Launch a Data Science Practice with These Five Questions
By Seth Dobrin, VP & Chief Data Officer, IBM Analytics
For Chief Data Officers (CDOs), starting a data science transformation can be daunting. Even figuring out where to start can feel like trying to boil the ocean. To start to prioritize efforts within the organization, the CDO should begin by identifying key data assets and establishing long-term goals for the data science program.
The key to a successful data practice includes: creating value from data and ensuring compliance with data governance. While the insights gleaned from data are what really matter in the end, how a data science team achieves those findings is equally as important.
To achieve this, every CDO needs to address five key questions for their enterprise:
What are our Core Data Assets?
Every organization has a series of assets that have data associated with them and have significant value in and of themselves. Conducting a thorough audit of all data assets is the best place to begin as it helps to identify an enterprise’s data opportunity.
There is a finite number of ways data can be organized within an organization, and it usually boils down to three to five key assets. The most common groupings of data are Customer, Product and Company. The Customer asset is all about having a quantitative understanding of your customer. The Product asset ranges from lifecycle management to supply chain inventory to sales data. While the Company asset is a catch-all for data that does not fit into a specific bucket, the two most important components of the Company asset are talent and finance. Without finance data, the Product asset would be incomplete because financial performance of any given product is crucial in deriving value from that asset, driving the success of any organization. Once the assets have been defined conceptually, logical representations of the data that will make up these assets need to be constructed.
How do we unify our Approach to Governance?
Historically, data governance has been seen as an obstacle, but it can actually be an impactful enabler. After all, you can’t democratize data until you gain control over it. Having a unified approach to governance (across private and public clouds) is the key. And ideally, governance will be managed from a single place, though this is a challenge for today’s complex organizations.
The key to a successful data practice includes: creating value from data and ensuring compliance with data governance
The key to governance is that it’s more than just a policy.

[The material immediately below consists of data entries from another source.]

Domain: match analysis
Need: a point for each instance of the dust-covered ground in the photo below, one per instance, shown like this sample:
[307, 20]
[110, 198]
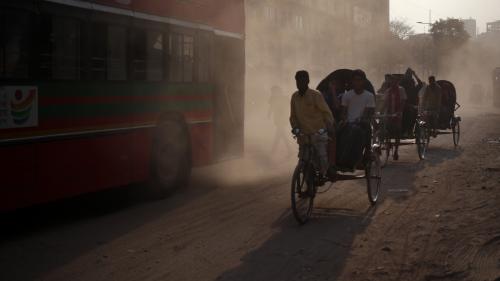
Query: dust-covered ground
[438, 219]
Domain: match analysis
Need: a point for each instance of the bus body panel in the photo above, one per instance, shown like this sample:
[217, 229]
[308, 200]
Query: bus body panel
[96, 134]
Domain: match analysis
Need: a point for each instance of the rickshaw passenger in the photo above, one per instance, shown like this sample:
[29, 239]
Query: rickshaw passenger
[395, 100]
[432, 102]
[332, 99]
[358, 105]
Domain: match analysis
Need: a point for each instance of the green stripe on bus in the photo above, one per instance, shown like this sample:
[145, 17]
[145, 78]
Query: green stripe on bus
[64, 89]
[102, 110]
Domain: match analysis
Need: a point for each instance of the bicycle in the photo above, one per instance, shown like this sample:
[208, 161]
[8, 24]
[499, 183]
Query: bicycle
[307, 178]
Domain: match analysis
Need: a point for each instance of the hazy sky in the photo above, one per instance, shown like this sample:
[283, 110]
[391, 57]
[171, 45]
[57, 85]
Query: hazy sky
[418, 10]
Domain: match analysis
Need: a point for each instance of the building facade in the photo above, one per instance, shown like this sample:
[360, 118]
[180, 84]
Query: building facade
[493, 26]
[283, 36]
[471, 27]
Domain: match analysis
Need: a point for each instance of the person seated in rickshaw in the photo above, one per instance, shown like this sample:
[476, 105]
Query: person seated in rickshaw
[354, 137]
[310, 115]
[395, 100]
[332, 96]
[431, 103]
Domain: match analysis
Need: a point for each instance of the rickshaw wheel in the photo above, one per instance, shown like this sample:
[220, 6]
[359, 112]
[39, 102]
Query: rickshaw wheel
[302, 200]
[456, 131]
[422, 138]
[388, 150]
[373, 174]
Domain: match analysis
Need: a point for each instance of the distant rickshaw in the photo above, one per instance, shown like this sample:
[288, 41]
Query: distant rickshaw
[414, 129]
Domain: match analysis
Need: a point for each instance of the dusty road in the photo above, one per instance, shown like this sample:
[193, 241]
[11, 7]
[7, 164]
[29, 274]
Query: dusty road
[438, 220]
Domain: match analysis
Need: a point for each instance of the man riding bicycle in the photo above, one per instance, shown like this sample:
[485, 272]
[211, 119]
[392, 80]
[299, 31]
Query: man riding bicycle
[395, 99]
[310, 115]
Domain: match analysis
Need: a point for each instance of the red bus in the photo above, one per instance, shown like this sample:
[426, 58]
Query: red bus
[496, 87]
[105, 93]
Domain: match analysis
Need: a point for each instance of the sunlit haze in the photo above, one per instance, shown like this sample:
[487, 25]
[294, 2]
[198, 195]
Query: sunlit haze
[414, 11]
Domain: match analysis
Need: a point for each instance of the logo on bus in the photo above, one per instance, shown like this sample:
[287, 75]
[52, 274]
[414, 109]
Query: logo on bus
[18, 107]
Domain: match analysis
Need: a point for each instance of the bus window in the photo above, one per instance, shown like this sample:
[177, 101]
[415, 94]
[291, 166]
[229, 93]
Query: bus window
[203, 58]
[14, 44]
[116, 53]
[181, 57]
[66, 48]
[188, 58]
[175, 57]
[138, 54]
[155, 56]
[59, 48]
[44, 39]
[98, 51]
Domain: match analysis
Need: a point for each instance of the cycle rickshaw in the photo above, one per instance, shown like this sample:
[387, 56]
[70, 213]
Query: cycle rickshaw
[306, 177]
[448, 122]
[414, 128]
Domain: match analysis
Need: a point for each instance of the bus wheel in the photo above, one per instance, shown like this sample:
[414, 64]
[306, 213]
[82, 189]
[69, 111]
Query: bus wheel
[171, 159]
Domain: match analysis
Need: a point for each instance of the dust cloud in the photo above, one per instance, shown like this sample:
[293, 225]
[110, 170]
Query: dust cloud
[282, 37]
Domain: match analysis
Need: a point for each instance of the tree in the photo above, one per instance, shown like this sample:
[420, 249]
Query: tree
[401, 29]
[449, 34]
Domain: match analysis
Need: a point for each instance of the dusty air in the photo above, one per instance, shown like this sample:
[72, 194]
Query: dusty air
[250, 140]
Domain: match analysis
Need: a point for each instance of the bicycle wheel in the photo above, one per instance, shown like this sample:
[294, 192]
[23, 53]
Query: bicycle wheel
[373, 174]
[387, 154]
[456, 132]
[303, 193]
[422, 140]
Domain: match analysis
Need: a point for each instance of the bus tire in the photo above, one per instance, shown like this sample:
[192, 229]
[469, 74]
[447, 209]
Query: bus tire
[171, 157]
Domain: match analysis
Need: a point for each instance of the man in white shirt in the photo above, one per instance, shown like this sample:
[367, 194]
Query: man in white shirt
[358, 106]
[358, 103]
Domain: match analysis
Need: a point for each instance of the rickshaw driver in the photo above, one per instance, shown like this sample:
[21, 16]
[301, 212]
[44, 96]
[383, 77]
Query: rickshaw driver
[310, 115]
[395, 100]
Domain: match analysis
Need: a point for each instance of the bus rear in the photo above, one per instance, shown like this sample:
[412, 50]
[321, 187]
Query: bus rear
[100, 94]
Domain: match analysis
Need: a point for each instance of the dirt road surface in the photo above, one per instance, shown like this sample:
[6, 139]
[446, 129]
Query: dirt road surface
[438, 219]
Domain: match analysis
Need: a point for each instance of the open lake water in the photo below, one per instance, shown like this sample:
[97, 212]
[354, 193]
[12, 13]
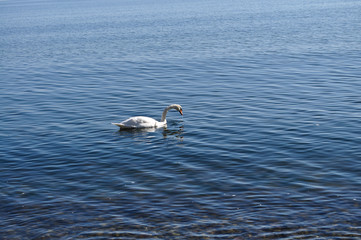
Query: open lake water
[269, 146]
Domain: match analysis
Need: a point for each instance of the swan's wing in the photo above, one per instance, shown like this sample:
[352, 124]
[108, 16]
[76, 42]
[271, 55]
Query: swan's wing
[138, 122]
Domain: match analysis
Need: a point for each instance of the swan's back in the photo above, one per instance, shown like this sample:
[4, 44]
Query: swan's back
[138, 122]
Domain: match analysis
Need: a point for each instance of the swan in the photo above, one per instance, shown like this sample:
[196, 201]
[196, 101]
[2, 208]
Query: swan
[147, 122]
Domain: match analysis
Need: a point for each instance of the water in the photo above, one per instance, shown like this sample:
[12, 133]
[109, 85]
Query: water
[268, 148]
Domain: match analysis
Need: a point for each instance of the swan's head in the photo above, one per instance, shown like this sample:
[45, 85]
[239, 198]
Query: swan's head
[177, 107]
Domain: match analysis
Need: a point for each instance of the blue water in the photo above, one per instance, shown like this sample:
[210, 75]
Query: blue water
[268, 147]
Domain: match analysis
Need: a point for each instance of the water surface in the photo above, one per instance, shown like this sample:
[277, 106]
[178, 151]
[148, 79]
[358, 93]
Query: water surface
[268, 148]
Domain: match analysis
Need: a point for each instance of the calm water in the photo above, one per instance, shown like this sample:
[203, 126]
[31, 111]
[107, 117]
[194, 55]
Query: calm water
[268, 148]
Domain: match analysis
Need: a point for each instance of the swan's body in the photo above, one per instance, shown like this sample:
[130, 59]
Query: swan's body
[147, 122]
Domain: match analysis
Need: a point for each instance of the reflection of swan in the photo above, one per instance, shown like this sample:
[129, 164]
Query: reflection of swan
[146, 122]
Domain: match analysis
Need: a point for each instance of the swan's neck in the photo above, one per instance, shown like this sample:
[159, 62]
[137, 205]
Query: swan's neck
[164, 115]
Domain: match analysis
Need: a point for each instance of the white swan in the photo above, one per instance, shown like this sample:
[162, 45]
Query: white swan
[147, 122]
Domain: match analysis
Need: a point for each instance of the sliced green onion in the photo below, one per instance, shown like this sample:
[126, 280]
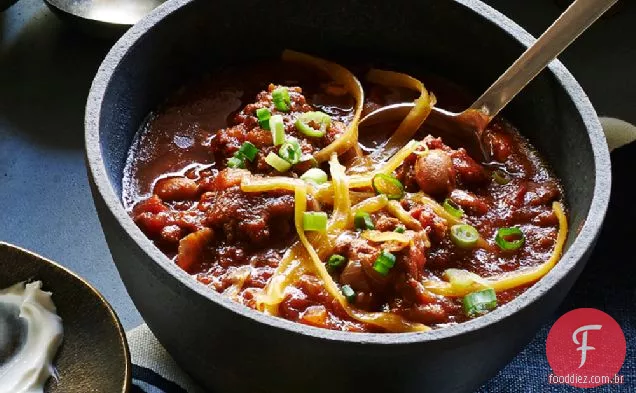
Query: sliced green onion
[500, 177]
[387, 185]
[362, 220]
[480, 302]
[315, 221]
[277, 163]
[280, 97]
[235, 162]
[504, 244]
[263, 115]
[384, 263]
[305, 123]
[335, 262]
[348, 293]
[247, 150]
[290, 151]
[452, 208]
[464, 235]
[315, 175]
[309, 160]
[277, 126]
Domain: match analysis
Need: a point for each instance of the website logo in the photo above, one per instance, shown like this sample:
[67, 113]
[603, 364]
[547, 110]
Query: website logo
[586, 348]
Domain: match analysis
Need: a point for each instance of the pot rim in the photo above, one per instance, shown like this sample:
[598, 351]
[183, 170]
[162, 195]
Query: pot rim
[582, 243]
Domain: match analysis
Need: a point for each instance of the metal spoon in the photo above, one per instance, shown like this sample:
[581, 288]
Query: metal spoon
[103, 17]
[468, 126]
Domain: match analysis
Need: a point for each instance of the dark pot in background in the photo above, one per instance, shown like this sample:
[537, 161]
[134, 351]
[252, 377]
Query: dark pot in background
[230, 348]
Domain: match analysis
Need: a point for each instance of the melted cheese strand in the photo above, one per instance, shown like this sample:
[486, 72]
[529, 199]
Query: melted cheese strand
[413, 120]
[506, 281]
[349, 139]
[389, 321]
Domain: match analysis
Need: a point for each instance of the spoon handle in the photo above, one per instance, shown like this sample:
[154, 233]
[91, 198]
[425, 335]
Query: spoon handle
[572, 22]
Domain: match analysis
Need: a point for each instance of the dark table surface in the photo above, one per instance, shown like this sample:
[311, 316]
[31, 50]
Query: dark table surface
[45, 73]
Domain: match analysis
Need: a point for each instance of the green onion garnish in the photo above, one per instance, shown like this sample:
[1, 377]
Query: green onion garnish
[310, 160]
[315, 175]
[277, 163]
[387, 185]
[452, 208]
[504, 244]
[247, 150]
[290, 151]
[280, 97]
[480, 302]
[277, 126]
[335, 262]
[306, 122]
[384, 263]
[263, 115]
[348, 293]
[315, 221]
[464, 235]
[235, 162]
[362, 220]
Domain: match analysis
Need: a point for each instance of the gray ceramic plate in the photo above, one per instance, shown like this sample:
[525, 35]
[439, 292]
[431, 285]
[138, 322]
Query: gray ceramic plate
[94, 355]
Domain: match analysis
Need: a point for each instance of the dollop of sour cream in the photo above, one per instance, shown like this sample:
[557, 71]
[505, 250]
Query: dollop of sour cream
[31, 365]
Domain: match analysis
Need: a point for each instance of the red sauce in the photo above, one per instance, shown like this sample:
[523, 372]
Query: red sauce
[180, 193]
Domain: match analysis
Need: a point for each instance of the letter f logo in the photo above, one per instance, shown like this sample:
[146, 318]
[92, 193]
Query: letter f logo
[584, 347]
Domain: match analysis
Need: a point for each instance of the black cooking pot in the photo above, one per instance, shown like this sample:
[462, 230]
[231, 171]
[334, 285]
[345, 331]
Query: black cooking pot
[230, 348]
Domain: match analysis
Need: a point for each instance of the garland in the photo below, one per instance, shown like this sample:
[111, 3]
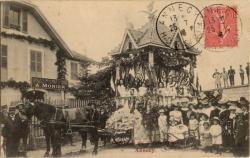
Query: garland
[61, 66]
[44, 42]
[22, 86]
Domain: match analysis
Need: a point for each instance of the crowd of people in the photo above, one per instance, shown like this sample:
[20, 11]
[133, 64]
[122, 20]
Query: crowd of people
[227, 77]
[216, 127]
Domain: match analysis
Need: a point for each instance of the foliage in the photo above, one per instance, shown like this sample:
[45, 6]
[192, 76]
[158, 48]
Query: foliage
[30, 39]
[61, 66]
[22, 86]
[97, 85]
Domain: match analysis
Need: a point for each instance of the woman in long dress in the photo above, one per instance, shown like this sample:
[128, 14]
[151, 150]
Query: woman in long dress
[141, 135]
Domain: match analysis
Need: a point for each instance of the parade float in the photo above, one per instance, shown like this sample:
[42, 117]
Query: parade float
[148, 76]
[146, 69]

Governance requires a cultural shift that starts with the question—who should have access to data within your organization?

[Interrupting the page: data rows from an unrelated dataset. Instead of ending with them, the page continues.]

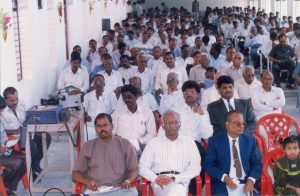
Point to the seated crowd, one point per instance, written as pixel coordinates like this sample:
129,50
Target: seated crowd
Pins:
159,86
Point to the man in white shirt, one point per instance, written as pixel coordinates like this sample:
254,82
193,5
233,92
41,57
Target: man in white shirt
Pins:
117,53
96,102
195,121
113,79
232,159
235,71
155,60
174,97
13,121
74,75
267,99
247,84
162,72
134,122
179,155
223,65
144,73
197,73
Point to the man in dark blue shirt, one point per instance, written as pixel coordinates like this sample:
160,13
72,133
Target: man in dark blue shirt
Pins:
283,57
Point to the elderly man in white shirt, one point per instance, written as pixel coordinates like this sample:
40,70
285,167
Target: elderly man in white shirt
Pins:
144,99
235,71
144,73
174,97
170,160
267,99
113,79
96,102
134,122
223,65
74,75
195,121
197,73
247,84
162,72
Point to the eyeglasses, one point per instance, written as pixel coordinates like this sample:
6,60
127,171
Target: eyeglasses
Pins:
169,123
238,124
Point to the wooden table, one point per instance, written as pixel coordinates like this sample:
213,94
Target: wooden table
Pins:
75,124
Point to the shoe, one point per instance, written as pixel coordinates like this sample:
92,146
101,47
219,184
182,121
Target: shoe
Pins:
289,86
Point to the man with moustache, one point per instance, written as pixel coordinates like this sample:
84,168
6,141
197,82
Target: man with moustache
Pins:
107,161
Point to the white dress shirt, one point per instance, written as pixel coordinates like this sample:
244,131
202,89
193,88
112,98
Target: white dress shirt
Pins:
197,73
162,154
212,94
267,102
139,125
234,73
154,64
147,100
244,89
146,77
12,122
193,124
116,56
184,62
106,103
223,65
162,73
79,80
126,73
170,101
112,81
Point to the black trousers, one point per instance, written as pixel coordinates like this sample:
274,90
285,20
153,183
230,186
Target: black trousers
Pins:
192,185
15,168
36,147
277,68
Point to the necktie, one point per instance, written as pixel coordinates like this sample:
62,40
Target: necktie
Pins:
236,159
229,105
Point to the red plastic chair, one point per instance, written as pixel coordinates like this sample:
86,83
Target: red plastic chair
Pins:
2,187
146,185
79,187
268,162
17,148
276,127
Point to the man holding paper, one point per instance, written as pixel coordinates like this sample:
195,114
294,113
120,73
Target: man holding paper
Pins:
108,163
14,162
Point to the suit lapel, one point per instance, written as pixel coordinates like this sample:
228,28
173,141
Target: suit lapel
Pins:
243,148
226,149
223,109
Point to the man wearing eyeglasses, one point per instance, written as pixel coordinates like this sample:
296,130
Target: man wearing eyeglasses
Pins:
232,159
267,99
218,110
170,160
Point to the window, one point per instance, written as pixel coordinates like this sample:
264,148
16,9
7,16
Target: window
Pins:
16,27
281,7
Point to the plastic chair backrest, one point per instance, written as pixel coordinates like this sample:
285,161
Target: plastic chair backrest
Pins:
276,127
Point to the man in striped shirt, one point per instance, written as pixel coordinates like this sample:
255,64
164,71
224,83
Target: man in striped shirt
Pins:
171,160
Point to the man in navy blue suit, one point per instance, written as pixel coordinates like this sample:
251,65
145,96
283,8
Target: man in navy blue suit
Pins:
232,159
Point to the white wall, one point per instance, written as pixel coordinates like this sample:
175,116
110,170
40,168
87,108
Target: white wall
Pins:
43,42
203,3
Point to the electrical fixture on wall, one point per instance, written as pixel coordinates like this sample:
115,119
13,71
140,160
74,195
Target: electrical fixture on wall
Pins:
40,4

How do we build Deployable Data Science Assets?
The key to cognitive business is putting data to work. In layman’s terms, this means that the intrinsic value of data isn’t in the data itself, but in the application of data to business decisions. Making sure your data assets are prepared to be deployed is key to extracting valuable insights.

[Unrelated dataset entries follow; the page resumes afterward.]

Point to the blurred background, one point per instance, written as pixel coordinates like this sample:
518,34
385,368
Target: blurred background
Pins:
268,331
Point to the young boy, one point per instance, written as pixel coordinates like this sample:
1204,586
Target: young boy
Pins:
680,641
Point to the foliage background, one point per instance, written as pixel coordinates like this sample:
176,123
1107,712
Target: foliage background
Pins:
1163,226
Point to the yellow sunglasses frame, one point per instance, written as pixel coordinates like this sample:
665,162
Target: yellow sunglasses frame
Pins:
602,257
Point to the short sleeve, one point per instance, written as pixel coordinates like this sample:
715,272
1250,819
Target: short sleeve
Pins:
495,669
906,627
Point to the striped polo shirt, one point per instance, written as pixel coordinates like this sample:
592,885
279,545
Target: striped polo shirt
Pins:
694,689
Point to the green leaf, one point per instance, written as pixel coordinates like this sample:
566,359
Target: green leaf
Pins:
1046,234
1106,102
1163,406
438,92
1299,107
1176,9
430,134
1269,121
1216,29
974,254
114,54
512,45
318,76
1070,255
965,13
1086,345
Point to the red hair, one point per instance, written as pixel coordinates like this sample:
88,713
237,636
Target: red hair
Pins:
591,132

Building deployable data science assets means a few things. First, businesses should build analytics models like they build software. Data scientists are known for their creativity and ability to apply scientific rigor to solve business problems and utilize tools such as code repositories to share and edit code.
Second, how models are integrated into applications or workflows is an important consideration. The models need to be deployed in real software and delivered via an application or as a part of a workflow to provide the next best action in a process.
Third, and perhaps the most challenging aspect of deploying data science assets, is that maintenance is often an afterthought for most businesses. Once you build, train and deploy a model there is still much work required, including making sure the model is still performing and retraining on new data at defined increments based on either time or performance.
What is our Integrated Cloud Strategy?
The notion that an enterprise will “pause” during a data science transformation is misguided, which is why planning an integrated cloud strategy is crucial. Many enterprises feel the need to choose between public and private cloud options, but hybrid cloud is actually the most cohesive solution.
There is a lot of pressure in the industry to move to the cloud, but in reality, most enterprises are not ready or able to move everything to the cloud. This creates a dilemma for data science strategy as a lot of effort has gone into building the public cloud and there are many tools for extracting data and shipping it to these public environments. Hybrid cloud is the only solution that supports this and is really the holy grail for enterprises to move to the cloud.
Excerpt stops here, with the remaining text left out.